Ok, so let's see fragment of witness log.
2021-10-19T16:22:12.405521 node.cpp:3474 process_block_during ] p2p pushing block #58426349 037b83edac38891c6565a09a7d560825d5b38995 from 95.217.143.98:2001 (message_id was 23491abad6d11f42e6a79a90b0b0458287949229)
2021-10-19T16:22:12.405630 p2p_plugin.cpp:166 handle_block ] chain pushing block #58426349 037b83edac38891c6565a09a7d560825d5b38995, head is 58426348
2021-10-19T16:22:12.678892 db_with.hpp:125 ~pending_transaction ] Postponed 3 pending transactions. 1284 were applied.

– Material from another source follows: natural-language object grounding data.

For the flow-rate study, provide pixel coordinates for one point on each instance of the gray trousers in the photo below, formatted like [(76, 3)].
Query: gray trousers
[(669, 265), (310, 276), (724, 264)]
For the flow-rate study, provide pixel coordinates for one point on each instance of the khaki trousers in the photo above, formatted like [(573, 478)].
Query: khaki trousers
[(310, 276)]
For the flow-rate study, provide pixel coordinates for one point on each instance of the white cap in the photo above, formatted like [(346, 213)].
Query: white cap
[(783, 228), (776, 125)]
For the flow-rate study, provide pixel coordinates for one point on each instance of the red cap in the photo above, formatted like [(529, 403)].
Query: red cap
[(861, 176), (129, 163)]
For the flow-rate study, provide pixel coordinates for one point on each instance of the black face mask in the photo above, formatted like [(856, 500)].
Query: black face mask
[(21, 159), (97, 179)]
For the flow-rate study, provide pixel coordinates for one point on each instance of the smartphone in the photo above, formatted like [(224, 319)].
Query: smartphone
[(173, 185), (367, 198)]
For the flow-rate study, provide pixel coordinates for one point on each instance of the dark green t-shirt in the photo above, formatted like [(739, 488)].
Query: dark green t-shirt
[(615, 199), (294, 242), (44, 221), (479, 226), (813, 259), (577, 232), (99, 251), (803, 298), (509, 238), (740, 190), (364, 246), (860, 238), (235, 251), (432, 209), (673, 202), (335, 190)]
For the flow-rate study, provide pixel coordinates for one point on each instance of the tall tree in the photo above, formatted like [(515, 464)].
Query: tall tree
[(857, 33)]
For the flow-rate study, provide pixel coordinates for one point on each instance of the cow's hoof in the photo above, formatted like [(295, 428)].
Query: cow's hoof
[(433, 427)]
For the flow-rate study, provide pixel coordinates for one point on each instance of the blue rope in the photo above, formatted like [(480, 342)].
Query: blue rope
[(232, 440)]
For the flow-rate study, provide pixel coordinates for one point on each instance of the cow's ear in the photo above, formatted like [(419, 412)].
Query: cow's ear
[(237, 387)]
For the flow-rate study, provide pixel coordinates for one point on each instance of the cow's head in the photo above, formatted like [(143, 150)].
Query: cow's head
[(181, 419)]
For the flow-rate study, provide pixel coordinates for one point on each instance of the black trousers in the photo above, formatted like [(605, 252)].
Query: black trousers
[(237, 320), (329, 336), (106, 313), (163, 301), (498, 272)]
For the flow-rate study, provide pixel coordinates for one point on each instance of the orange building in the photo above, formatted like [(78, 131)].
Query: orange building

2021-10-19T16:22:12.679299 p2p_plugin.cpp:183 handle_block ] Got 216 transactions on block 58426349 by stoodkev -- Block Time Offset: 679 ms
Also see the block itself.
The block timestamp is 2021-10-19T16:22:12. As we know the witness that produced it (stoodkev
) could have started its work 500 ms before that time. We don't know when he actually did, but all the waiting on locks in P2P thread, then processing backlog of transactions in worker queue, making of new block, reapplying it and finally transport over the network caused offset of 405 ms from the timestamp, before our node received the block. Now our node executes potential local backlog of transactions waiting in worker queue, then the block (containing 216 transactions) and revalidates 1284 pending transactions (not counting those that were dropped) plus 3 didn't fit in 200 ms time limit. It all added up to final offset of 679 ms.
It should be clear that only P2P locking and lack of block prioritization is the problem here. The block was executed in less than 679 - 405 - 200 = 74 ms (which is still not true since that time also covers local backlog).
So there are some problems in the code described above. Should it be a source of concern? Actually not. They were found and diagnosed, it is just a matter of time before they are addressed. Now we can also be confident, that once fixes are applied, there will be no danger in allowing more transactions, at least from execution time perspective (it also confirms what RC analysis showed before). In fact if witnesses voted for bigger blocks, nodes would have less work to do, because transactions would pass through pending phase faster. It is not that easy of course, since bigger blocks might open some other problems that need to be tackled first (I won't describe them here for security reasons) however at the very least it looks like RC pool related to execution time could be made bigger meaning somewhat smaller RC cost of transactions. By the way I might write about RC changes next, but don't hold your breath :o)
Edit note: the production opportunity window is indeed 750 ms both ways from now()+500ms
= [-1250 ms .. 250 ms], however if current time was within [-1250 ms .. -500 ms), then previous slot would be active, meaning the time would be compared with earlier scheduled_time
and outside its window. Related picture and text fragments corrected.